Preoccupa l’influenza aviaria che si è trasmessa in un allevamento «da mammifero a mammifero», ecco cosa sappiamo.
Torna a preoccupare l’influenza aviaria che nel 2022 ha raggiunto numeri record in Europa, con oltre 2.500 focolai e 47 milioni di volatili sono stati abbattuti negli allevamenti.
Non è mai andata via, ma adesso torna a preoccupare l’aviaria dopo la scoperta di una mutazione rara del virus H5N1 che, in un allevamento di visoni nel nord-est della Spagna, in Galizia, ha provocato la prima trasmissione da mammifero a mammifero in condizioni controllate. L’epidemia nei visoni risale al mese di ottobre 2022, ma è stata di recente pubblicata la ricerca che la descrive e per il momento i dati indicano che il virus non ha acquisito la capacità di trasmettersi all’uomo.
In precedenza, si era registrata un’altra epidemia tra mammiferi, ma nelle foche - animali selvatici - difficili da studiare e controllare.
Cosa sappiamo del focolaio di avaria?
«Finora il virus H5N1 aveva fatto solo salti sporadici nella popolazione dei mammiferi», ma quello dell’allevamento di visoni in Galizia «è un caso di rilievo perché, sulla base dei dati raccolti, il virus si è diffuso all’interno dell’allevamento, tra mammifero e mammifero», ha spiegato all’Ansa Isabella Monne, dell’Istituto Zooprofilattico delle Venezie, autrice dell’articolo con i colleghi Bianca Zecchin, Alice Fusaro, Francesco Bonfante, Edoardo Giussani e Calogero Terregino. Prima firma della ricerca è Montserrat Agüero, del Laboratorio centrale di veterinaria del ministero spagnolo dell’Agricoltura.

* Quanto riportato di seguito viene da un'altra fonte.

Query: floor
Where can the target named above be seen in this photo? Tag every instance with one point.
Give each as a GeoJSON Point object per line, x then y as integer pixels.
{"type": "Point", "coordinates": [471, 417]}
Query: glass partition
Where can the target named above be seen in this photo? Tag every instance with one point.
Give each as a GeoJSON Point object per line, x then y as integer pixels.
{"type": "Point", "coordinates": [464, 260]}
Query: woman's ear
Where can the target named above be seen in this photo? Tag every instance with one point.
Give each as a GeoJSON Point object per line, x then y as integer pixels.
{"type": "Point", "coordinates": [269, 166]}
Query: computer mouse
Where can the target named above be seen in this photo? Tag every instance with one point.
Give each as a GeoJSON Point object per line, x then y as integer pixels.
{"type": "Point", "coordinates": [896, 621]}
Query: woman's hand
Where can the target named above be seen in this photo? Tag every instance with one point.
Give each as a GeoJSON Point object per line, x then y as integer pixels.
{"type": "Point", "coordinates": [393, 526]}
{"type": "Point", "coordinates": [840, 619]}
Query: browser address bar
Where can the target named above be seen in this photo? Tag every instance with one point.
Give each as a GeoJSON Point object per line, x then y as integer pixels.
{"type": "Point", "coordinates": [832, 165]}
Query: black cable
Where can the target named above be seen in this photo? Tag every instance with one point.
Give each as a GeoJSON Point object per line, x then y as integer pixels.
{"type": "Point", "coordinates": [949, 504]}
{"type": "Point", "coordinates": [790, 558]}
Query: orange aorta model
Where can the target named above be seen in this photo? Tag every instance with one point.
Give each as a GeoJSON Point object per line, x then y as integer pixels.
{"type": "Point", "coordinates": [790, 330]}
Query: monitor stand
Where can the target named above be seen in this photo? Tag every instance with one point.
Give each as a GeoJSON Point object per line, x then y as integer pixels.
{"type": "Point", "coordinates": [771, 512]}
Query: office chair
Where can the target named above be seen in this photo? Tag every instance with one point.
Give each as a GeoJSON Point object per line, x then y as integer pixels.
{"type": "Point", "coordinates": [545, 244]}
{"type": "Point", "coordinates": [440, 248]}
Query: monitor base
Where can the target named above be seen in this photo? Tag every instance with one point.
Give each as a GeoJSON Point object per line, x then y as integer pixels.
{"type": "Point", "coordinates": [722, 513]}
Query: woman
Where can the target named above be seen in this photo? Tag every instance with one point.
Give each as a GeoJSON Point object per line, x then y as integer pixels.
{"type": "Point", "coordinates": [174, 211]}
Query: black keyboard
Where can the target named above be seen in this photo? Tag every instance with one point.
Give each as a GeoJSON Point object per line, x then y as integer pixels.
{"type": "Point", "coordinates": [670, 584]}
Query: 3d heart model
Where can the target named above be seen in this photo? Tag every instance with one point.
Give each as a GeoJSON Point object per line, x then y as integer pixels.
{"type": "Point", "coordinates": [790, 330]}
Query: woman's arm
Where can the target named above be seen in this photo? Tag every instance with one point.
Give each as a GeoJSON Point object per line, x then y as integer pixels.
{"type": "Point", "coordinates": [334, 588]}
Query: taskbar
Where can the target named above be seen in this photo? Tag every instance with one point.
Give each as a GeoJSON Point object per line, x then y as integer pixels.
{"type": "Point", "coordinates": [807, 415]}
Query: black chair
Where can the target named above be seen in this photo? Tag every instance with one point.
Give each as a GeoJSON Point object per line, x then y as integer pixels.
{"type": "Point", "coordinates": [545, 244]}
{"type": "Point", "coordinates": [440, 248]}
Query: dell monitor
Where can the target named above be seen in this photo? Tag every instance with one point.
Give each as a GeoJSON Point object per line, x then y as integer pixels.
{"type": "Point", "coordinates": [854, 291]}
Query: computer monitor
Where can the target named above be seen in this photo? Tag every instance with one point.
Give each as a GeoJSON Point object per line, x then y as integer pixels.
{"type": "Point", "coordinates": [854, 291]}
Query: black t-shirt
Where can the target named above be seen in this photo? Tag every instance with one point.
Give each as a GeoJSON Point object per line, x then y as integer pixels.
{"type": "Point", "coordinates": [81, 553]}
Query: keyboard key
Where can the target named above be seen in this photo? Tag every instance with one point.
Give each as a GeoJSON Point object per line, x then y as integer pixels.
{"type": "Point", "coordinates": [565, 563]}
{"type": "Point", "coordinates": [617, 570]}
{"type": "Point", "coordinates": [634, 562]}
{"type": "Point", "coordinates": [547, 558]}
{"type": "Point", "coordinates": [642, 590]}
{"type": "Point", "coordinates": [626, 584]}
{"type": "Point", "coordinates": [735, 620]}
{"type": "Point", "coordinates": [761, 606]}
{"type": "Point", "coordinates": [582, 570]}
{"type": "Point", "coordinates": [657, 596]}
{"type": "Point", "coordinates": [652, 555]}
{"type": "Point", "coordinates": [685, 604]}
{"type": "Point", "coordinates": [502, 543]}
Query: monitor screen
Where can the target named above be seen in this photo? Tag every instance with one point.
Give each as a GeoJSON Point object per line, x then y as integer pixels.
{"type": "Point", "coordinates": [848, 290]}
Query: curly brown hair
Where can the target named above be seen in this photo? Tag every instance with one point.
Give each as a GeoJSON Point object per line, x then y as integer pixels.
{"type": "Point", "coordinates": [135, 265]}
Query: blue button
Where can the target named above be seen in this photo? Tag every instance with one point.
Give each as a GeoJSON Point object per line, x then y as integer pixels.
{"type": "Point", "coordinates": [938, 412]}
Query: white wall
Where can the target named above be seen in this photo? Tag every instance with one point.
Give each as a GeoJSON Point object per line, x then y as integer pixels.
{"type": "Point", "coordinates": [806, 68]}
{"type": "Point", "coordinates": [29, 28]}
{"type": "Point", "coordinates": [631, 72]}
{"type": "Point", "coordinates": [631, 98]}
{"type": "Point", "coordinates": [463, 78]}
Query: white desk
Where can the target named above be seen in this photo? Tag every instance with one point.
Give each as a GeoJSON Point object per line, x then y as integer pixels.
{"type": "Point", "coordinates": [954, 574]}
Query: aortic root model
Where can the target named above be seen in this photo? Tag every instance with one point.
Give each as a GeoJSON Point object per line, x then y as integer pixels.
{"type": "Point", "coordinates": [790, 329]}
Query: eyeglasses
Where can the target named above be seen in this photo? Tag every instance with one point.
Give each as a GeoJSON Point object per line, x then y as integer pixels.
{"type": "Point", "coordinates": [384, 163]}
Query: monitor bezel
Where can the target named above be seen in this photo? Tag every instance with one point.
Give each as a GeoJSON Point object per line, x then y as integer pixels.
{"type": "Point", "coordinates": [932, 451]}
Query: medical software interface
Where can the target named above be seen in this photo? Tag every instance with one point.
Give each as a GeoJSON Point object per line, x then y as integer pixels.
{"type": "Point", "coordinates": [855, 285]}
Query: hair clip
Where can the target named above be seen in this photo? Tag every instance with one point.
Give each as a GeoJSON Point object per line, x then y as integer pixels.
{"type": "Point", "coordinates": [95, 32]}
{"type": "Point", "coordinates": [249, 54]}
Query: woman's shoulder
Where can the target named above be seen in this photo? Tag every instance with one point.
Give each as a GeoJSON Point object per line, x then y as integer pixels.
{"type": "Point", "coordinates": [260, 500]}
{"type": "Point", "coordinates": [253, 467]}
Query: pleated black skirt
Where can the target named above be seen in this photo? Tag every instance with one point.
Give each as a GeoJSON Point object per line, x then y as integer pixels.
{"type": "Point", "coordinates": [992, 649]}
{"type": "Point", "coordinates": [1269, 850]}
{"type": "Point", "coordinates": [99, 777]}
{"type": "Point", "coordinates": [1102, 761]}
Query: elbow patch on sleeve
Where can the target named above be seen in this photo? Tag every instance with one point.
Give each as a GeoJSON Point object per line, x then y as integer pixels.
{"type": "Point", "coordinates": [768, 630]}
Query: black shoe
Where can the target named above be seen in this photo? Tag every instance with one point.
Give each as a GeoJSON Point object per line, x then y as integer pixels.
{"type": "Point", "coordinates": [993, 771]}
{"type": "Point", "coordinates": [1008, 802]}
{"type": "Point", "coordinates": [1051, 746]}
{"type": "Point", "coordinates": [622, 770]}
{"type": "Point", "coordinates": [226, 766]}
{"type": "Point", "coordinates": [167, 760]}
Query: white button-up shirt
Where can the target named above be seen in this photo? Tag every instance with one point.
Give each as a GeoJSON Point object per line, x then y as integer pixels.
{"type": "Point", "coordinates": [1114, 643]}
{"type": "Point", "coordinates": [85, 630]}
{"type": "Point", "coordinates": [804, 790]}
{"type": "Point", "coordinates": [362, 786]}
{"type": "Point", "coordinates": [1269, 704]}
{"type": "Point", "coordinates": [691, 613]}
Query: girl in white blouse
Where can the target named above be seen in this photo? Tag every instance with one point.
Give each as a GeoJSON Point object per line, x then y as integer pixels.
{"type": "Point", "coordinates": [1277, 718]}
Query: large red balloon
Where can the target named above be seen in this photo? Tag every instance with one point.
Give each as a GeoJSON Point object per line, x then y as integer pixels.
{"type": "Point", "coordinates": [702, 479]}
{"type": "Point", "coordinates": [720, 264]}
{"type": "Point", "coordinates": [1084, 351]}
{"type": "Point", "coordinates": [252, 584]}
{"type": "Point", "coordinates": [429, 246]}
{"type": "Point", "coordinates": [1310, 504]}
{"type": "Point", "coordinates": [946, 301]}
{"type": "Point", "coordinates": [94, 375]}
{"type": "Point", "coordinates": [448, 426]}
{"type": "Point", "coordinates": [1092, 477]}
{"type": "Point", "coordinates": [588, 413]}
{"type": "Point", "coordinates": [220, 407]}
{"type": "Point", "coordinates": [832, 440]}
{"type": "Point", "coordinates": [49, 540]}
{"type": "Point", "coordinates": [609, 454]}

Il virus trovato in Galizia è appartenente alla famiglia responsabile dell’epidemia di aviaria in Europa, indicata con la sigla 2.3.4.4b, e la mutazione T271A, trovata nel gene PB2 del virus, è diventata una sorvegliata speciale.
L’aviaria può interessare altre specie
«In questo caso, un allevamento intensivo di mammiferi è venuto a contatto con un virus dopo eventi di infezione nei volatili selvatici e c’è stata trasmissione all’interno dell’allevamento. È un evento che ci ricorda che l’influenza aviaria va trattata come un problema che può interessare altre specie. Anche dal punto di vista ecologico è estremamente importante perché un virus letale negli uccelli selvatici implica una perdita della biodiversità», spiega la ricercatrice.
La difficoltà è riuscire a bloccare il virus che circola fra le specie selvatiche per impedire il salto di specie, ossia l’acquisizione da parte del virus della capacità di contagiare nuove specie per assicurarsi la sopravvivenza.
Nonostante nell’allevamento in Galizia siano state trovate altre mutazioni «delle quali non conosciamo il significato», come spiega Isabella Monne, c’è una buona notizia perché «non sono state evidenziate mutazioni capaci di trasmettere il virus da un uomo a un altro. Finora ci sono stati rarissimi casi sporadici nell’uomo, tutti legati al contatto diretto con gli animali infetti». I più recenti sono avvenuti nel 2021 in Gran Bretagna e all’inizio di gennaio una bambina in Ecuador è stata contagiata dal virus H5N1.
Aviaria, quali rischi per l’uomo
Nell’uomo il virus può provocare sintomi diversi: da una lieve infezione delle vie respiratorie, febbre e tosse, fino a una polmonite grave, sindrome da distress respiratorio, shock e persino la morte.
Al momento, il rischio trasmissione nell’uomo è classificato livello basso, e da basso a medio per i soggetti esposti per motivi professionali dalle agenzie Ue. Il contagio con il virus dell’aviaria si verifica dopo il contatto diretto con animali infetti (vivi o morti), le loro escrezioni (in particolare con le feci e gli oggetti o superfici contaminate da queste). Ma invece, non c’è alcun rischio di trasmissione attraverso il consumo di carne o uova.